Grid method
Scope
- Slides: pp. 138-141
- Major topic folder: geometric-search
- Recording files touching this material: CS 564 - 02.13 7.1.txt
- Goal of this file: You should be able to study this topic without reopening the slide deck.
Big picture
The grid method is the simplest spatial subdivision approach. It is fast when the data is well behaved and can be awful in the worst case, which is the recurring moral of the early range-search structures.
What you must know cold
- Partition the plane into an m x m regular grid.
- Store points by cell.
- A query range is decomposed into fully covered interior cells plus a boundary strip.
Core ideas and reasoning
- For interior cells, report or count all stored points directly.
- For boundary cells, examine points individually because the cell may only partially overlap the query.

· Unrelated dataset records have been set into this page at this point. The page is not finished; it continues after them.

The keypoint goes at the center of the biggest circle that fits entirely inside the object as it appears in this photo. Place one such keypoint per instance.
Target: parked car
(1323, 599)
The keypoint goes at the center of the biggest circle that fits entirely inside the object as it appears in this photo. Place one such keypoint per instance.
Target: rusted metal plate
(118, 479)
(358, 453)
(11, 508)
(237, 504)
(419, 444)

Figures to actually look at
These are cropped from the main slide PDF. Do not skip them.
Figure from slide p. 138
Figure from slide p. 140
Slide-by-slide digestion
p. 138 - Grid method
- Concept
- Point data set S = {p1, p2, ..., pN}, pi = (xi, yi)
- Subdivision of plane into m × m grid (m is grid parameter)
p. 139 - Grid method
- Preprocessing
procedure ConstructGrid
begin
initialize m × m array g of lists to empty
for i ← 1 to N do
ci ← ⌊xi / size(m)⌋
cj ← ⌊yi / size(m)⌋
append point pi to list g[ci][cj]
{ size(m) = coordinate length of one cell edge }
end
p. 140 - Grid method
- Query
procedure QueryGrid
begin
for i ← ⌊lx / size(m)⌋ to ⌊rx / size(m)⌋ do
for j ← ⌊ly / size(m)⌋ to ⌊ry / size(m)⌋ do
for each point pk on list g[i][j] do
if lx ≤ xk ≤ rx and ly ≤ yk ≤ ry then report pk
end
p. 141 - Grid method
- Analysis
- Preprocessing: O(m2 + N).
- Query: O(m2 + N).
- Storage: O(m2 + N).
- Analysis comments
- Query not O(m2N) because each point only checked once.
- Not O(m2 + K) because some points are checked that are not
- reported. O(m2 + K) is better than O(m2 + N) and the former
- is allowed only when only points to be reported are checked.
- Al
What you must be able to say or do in an exam
- State the input, output, preprocessing, and query/update model precisely.
- Explain the invariant or ordering that makes the method work.
- Trace the method by hand on a small example.
- Give the exact time and space bounds.
- Mention one edge case, degeneracy, or limitation.
Complexity and performance facts
Good average behavior under uniform assumptions; worst-case query can degrade because many points may fall in a small number of cells.
Common mistakes and danger points
- Grid parameter choice matters.
- Worst-case behavior is poor when data is clustered.
Professor emphasis from recordings
These points are distilled from the related recordings and focus on what the professor slowed down for, warned about, or connected to homework/exam reasoning.
- For the grid method the lecture frames average-case behavior as the attraction, but not as a worst-case guarantee. Bad point distributions can still hurt.
Exam-style drills and answer skeletons
Core exam drill
Question. State the problem solved by grid method, describe preprocessing/query/update steps if any, and give the time and space bounds.
How to answer. An excellent answer names the input, the output, the invariant or ordering exploited by the method, and the exact asymptotic costs.
Hand-trace drill
Question. Trace grid method on a small example by hand and explain each comparison or structural change.
How to answer. On this course, being able to run the method on a picture matters more than writing vague slogans.
Recap
What you must know cold
- Partition the plane into an m x m regular grid.
- Store points by cell.
- A query range is decomposed into fully covered interior cells plus a boundary strip.
Core test / key idea
- For interior cells, report or count all stored points directly.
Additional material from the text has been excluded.